Title: Sketches in a ruined mind
Fandom: Yu-Gi-Oh!
Characters: Thief King Bakura, Akunadin
Prompt: #80, Why?
Word Count: 442
Rating: PG
Summary: The soldiers found a child left alive in Kuru Eruna.
Author's Notes: To be continued, hopefully.
The decision was in many ways unwise - but Akunadin could not find himself to regret it. Perhaps he had known that he would come home to find that his son ran away him, and had tried to shield himself from the pain by saving the boy the soldiers had found alive in Kuru Eruna.
There was an unexpected benefit to taking the boy in. Akunamukanon was distracted by the presence of the boy, and asked fewer questions about the making of the Millennium Items than he otherwise might have.
Akunadin was almost glad to hear his brother whisper: "Why would you favour this boy over your own son? How can you do it?"
"This boy is not afraid." He touched the Millennium Eye briefly.
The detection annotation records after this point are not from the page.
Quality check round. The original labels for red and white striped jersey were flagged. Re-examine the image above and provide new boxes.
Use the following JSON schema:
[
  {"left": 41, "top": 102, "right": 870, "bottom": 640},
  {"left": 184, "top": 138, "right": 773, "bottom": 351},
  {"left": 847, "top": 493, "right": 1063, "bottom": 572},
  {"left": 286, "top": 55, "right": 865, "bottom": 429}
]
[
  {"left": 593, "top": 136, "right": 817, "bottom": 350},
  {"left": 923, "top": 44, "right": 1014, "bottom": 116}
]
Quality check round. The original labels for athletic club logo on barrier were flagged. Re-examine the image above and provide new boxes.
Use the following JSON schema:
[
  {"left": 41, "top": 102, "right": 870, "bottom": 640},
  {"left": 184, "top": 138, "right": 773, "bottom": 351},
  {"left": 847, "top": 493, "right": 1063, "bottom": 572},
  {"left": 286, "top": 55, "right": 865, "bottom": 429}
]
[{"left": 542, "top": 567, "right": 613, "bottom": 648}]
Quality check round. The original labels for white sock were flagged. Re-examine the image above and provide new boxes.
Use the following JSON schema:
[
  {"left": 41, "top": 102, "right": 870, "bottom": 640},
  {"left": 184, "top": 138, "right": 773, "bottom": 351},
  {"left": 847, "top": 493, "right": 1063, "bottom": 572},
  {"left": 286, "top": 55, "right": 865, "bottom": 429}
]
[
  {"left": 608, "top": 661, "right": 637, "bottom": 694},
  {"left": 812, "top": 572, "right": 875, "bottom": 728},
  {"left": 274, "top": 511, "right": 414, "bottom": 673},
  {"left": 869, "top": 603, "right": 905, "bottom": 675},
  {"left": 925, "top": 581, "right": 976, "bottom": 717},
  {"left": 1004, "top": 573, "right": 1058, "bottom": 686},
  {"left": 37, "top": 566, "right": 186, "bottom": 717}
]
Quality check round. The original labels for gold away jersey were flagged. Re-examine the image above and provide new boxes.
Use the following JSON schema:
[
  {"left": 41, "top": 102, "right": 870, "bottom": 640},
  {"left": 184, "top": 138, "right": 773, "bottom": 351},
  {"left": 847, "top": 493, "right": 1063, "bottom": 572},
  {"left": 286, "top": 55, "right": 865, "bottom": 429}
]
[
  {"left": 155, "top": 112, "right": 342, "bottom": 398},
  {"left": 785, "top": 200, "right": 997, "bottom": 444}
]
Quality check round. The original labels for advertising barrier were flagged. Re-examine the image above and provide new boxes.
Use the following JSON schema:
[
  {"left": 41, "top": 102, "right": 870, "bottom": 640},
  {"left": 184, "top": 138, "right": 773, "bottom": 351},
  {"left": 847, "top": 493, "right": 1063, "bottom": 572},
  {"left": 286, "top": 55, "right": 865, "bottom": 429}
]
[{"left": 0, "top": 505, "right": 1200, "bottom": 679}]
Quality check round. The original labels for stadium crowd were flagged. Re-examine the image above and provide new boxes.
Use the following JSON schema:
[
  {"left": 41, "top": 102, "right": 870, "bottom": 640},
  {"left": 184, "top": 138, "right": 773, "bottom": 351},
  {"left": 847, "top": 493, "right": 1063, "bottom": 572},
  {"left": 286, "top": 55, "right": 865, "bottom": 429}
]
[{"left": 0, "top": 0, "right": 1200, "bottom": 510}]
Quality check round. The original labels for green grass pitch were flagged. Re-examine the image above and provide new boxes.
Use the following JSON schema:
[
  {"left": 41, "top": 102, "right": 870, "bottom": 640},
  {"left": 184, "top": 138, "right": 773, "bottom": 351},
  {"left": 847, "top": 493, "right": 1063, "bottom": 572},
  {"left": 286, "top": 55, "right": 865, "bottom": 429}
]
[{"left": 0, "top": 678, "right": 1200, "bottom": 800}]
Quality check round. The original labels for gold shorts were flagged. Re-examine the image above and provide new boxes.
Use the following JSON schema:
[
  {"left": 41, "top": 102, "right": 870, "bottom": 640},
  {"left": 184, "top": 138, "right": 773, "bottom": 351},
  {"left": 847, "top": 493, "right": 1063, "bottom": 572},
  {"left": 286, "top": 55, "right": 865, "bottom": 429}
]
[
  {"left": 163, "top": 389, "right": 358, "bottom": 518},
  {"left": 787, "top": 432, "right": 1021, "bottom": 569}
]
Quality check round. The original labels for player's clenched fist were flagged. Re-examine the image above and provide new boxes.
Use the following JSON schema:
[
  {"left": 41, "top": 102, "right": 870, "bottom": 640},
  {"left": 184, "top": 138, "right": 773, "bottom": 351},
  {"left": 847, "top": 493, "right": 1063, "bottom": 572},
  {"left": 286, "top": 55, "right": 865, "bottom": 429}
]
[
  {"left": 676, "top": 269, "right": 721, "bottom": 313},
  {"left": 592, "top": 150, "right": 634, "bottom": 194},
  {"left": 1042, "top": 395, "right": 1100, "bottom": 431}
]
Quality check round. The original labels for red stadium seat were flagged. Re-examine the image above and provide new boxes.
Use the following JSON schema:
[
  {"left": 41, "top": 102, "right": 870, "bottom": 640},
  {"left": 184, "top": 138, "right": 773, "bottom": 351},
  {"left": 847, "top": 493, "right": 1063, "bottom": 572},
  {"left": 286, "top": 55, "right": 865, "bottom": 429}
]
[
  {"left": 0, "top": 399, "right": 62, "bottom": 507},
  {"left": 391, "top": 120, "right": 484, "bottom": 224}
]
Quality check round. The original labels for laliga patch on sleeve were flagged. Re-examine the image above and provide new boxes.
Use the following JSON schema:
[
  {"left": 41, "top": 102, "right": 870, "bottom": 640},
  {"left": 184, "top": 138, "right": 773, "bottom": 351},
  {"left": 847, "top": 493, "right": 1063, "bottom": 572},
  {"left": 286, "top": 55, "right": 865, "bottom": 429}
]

Akunamukanon looked as if the pain of it was his, too, and Akunadin turned away.
The boy said, in the smallest of voices, that his name was Bakura. The boy was not bitter or afraid, and Akunadin could not say why. What he could see, when the Millennium Eye shimmered, was that the boy's mind was a near blank with nothing more than a few flimsy facts on top of the knowledge of a ruined world. Bakura was only about seven years old, and on the verge of madness - and Akunadin could stop it.
The boy's discovery in some dark corner of Kuru Eruna had given Akunadin two chances at redemption: he wore the proof and bore the pain of his sin in the form of the Millennium Eye, and he raised the detritus of that sin like the son he was no longer allowed to love. Two chances were two more than he deserved or expected.
So Akunadin swore:
"Bakura ... I will take you in as my own."
The boy lifted his gaze from his hands in his lap. "My master?" he asked at last. He sounded weary. "Mama said I'd be sent to be an apprentice in another year or two."
Akunadin pressed his lips together. He could not say 'son', and Bakura did not seemed to want to accept that meaning from his words. "Yes, you'll be my apprentice. I will raise you to take my position."
Bakura nodded. The response might have been disheartening, but the Millennium Eye showed another fact was slowly entering the boy's mind, like a line being drawn on a messy papyrus that gave the scribbles there more meaning. Bakura had accepted the proposition as one thing more to hold on to.
Akunadin made himself be grateful. He would have to eke out gladness from such small victories as this for the rest of their time together.